Wall Street's volatility gauge hits 4-1/2-year high as traders increase bets on China tariff-related interest rate cuts
Bitcoin's 30-day implied volatility, as measured by Deribit's DVOL index, has risen to 54.6% year-over-year, the highest in two weeks.
Author: Omkar Godbole | Edited by: Sheldon Reback Updated: Apr 4, 2025 2:55 PM Published: Apr 4, 2025 11:30 AM

What you need to know:
- The VIX index, which measures stock volatility and is known as Wall Street's “fear gauge,” hit its highest since October 2020 amid rising trade tensions between the U.S. and China.

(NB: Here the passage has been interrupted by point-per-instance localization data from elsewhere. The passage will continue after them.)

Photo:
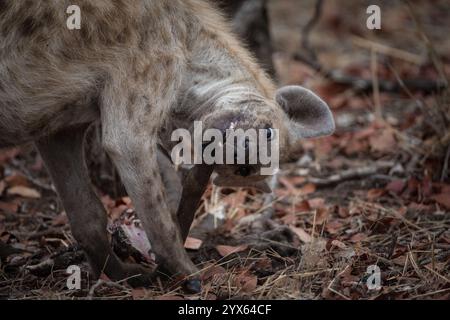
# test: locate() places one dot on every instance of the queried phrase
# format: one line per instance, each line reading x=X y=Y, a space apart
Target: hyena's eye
x=243 y=171
x=270 y=133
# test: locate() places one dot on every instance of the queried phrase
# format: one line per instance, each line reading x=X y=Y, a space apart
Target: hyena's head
x=294 y=113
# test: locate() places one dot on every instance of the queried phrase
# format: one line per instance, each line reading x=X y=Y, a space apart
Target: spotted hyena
x=142 y=69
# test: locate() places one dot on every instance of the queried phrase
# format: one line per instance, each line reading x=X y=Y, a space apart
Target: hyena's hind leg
x=64 y=158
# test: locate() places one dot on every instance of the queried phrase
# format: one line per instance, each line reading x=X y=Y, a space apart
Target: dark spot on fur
x=29 y=26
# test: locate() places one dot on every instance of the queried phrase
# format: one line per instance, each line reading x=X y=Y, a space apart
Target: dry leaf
x=138 y=294
x=193 y=243
x=322 y=215
x=60 y=220
x=227 y=250
x=383 y=142
x=246 y=282
x=302 y=234
x=374 y=194
x=24 y=192
x=443 y=199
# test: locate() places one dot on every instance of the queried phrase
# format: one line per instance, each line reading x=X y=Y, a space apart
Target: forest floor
x=370 y=202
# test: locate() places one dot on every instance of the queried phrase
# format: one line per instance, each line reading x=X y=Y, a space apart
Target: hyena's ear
x=309 y=115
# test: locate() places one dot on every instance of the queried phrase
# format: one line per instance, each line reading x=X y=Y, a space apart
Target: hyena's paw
x=137 y=275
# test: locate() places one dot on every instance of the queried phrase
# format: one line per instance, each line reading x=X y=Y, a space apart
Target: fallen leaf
x=396 y=186
x=443 y=199
x=227 y=250
x=60 y=220
x=358 y=237
x=17 y=179
x=338 y=244
x=170 y=298
x=383 y=142
x=301 y=234
x=138 y=294
x=322 y=215
x=374 y=194
x=334 y=227
x=246 y=282
x=306 y=189
x=212 y=272
x=193 y=243
x=116 y=212
x=24 y=192
x=9 y=206
x=316 y=203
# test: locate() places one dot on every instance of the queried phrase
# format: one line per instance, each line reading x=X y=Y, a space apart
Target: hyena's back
x=52 y=77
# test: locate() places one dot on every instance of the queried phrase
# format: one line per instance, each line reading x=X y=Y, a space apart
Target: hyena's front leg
x=131 y=141
x=194 y=185
x=64 y=159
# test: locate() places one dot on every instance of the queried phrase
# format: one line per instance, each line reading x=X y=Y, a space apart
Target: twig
x=101 y=282
x=330 y=286
x=350 y=174
x=361 y=85
x=386 y=50
x=306 y=31
x=445 y=167
x=375 y=85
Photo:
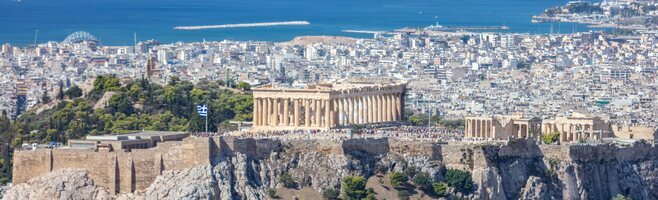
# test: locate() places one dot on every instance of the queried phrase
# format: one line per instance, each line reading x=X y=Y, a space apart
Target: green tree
x=353 y=187
x=45 y=98
x=74 y=92
x=330 y=194
x=440 y=189
x=243 y=86
x=459 y=179
x=551 y=138
x=119 y=103
x=418 y=119
x=403 y=195
x=398 y=179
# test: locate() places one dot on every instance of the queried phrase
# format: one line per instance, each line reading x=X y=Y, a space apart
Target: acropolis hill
x=245 y=168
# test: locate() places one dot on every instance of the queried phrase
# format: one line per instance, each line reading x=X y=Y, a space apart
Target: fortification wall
x=28 y=164
x=121 y=172
x=116 y=171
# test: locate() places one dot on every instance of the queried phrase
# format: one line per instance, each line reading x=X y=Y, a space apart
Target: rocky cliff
x=517 y=170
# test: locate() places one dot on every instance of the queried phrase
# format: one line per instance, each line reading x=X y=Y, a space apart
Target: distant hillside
x=115 y=107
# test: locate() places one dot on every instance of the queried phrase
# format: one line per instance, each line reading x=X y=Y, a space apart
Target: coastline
x=243 y=25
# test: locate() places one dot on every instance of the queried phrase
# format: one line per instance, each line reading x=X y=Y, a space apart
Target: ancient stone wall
x=115 y=171
x=122 y=172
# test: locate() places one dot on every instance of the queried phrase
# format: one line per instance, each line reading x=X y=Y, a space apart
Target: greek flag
x=202 y=110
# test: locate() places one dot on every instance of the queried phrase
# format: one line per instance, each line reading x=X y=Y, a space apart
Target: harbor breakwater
x=288 y=23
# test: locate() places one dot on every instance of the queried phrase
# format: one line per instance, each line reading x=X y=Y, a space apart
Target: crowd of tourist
x=398 y=132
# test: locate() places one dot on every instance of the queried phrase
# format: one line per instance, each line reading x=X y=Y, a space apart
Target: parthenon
x=328 y=105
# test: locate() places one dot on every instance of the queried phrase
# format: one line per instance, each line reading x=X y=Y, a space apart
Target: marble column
x=276 y=113
x=362 y=111
x=318 y=114
x=297 y=112
x=268 y=110
x=286 y=113
x=307 y=113
x=327 y=114
x=380 y=107
x=371 y=110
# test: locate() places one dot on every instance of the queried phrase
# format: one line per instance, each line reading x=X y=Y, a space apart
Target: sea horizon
x=116 y=23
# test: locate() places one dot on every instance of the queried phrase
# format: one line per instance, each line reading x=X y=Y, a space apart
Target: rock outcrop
x=517 y=170
x=61 y=184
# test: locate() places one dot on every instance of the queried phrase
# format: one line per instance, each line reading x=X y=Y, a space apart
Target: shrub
x=370 y=194
x=398 y=179
x=271 y=193
x=621 y=197
x=330 y=194
x=410 y=171
x=403 y=195
x=551 y=138
x=440 y=189
x=459 y=179
x=287 y=181
x=353 y=187
x=423 y=181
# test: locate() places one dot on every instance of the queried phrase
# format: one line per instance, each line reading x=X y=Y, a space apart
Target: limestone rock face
x=60 y=184
x=514 y=171
x=194 y=183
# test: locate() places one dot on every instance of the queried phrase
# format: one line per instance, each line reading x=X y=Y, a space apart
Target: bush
x=440 y=189
x=370 y=194
x=410 y=171
x=330 y=194
x=459 y=179
x=287 y=181
x=551 y=138
x=271 y=193
x=353 y=187
x=398 y=179
x=423 y=181
x=621 y=197
x=403 y=195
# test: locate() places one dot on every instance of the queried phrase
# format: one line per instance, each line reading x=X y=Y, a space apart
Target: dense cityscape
x=436 y=112
x=452 y=74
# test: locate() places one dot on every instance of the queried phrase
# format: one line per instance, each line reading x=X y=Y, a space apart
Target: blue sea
x=115 y=21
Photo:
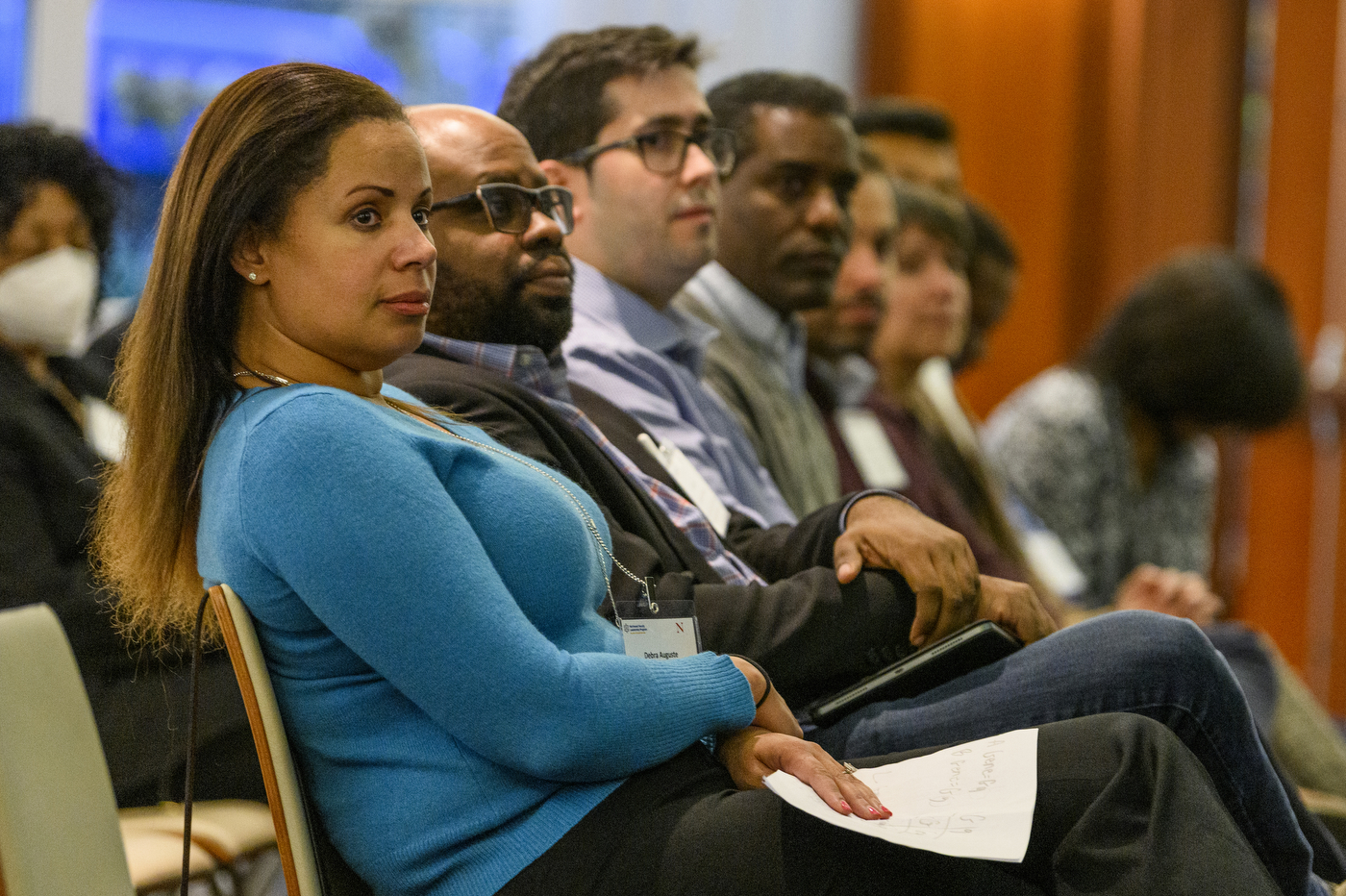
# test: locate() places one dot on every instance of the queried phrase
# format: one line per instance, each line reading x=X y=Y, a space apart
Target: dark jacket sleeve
x=807 y=630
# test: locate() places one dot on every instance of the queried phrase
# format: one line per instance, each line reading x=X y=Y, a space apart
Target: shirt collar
x=784 y=339
x=680 y=336
x=522 y=364
x=850 y=380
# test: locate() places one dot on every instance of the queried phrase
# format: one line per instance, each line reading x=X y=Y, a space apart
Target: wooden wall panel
x=1275 y=595
x=1104 y=132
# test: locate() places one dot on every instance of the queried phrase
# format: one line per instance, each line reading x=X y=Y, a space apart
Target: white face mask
x=44 y=300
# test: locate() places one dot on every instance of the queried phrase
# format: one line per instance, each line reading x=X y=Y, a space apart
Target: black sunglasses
x=509 y=208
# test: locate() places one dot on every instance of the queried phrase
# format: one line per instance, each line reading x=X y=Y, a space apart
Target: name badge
x=1052 y=562
x=662 y=630
x=105 y=428
x=871 y=450
x=690 y=481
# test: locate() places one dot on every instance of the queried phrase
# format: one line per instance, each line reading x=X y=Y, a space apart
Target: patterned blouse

- Traders raised their forecasts for interest rate cuts to 116 basis points this year, up from 100 basis points before news that China imposed retaliatory tariffs on U.S. goods.
- Bitcoin's price fell 0.7% to $82,500, while its 30-day implied volatility hit a two-week high of 54.6%.
The VIX, which measures stock market expectations for 30-day volatility and is often referred to as the “fear gauge” on Wall Street, rose to 39, its highest since October 2020, after China imposed retaliatory tariffs on U.S. stocks, according to TradingView data.
The index's gain, coupled with a sharp drop in U.S. stock index futures, prompted traders to revise up their expectations for a Federal Reserve interest rate cut to 116 basis points this year from 100 basis points before the China news, according to CME's FedWatch tool.
Bitcoin (BTC) was trading 0.7% lower at $82,500 at press time, having previously hit a high of over $84,600. Bitcoin's 30-day implied volatility, as reflected by Deribit's DVOL index, has risen to 54.6% year-over-year, the highest in two weeks.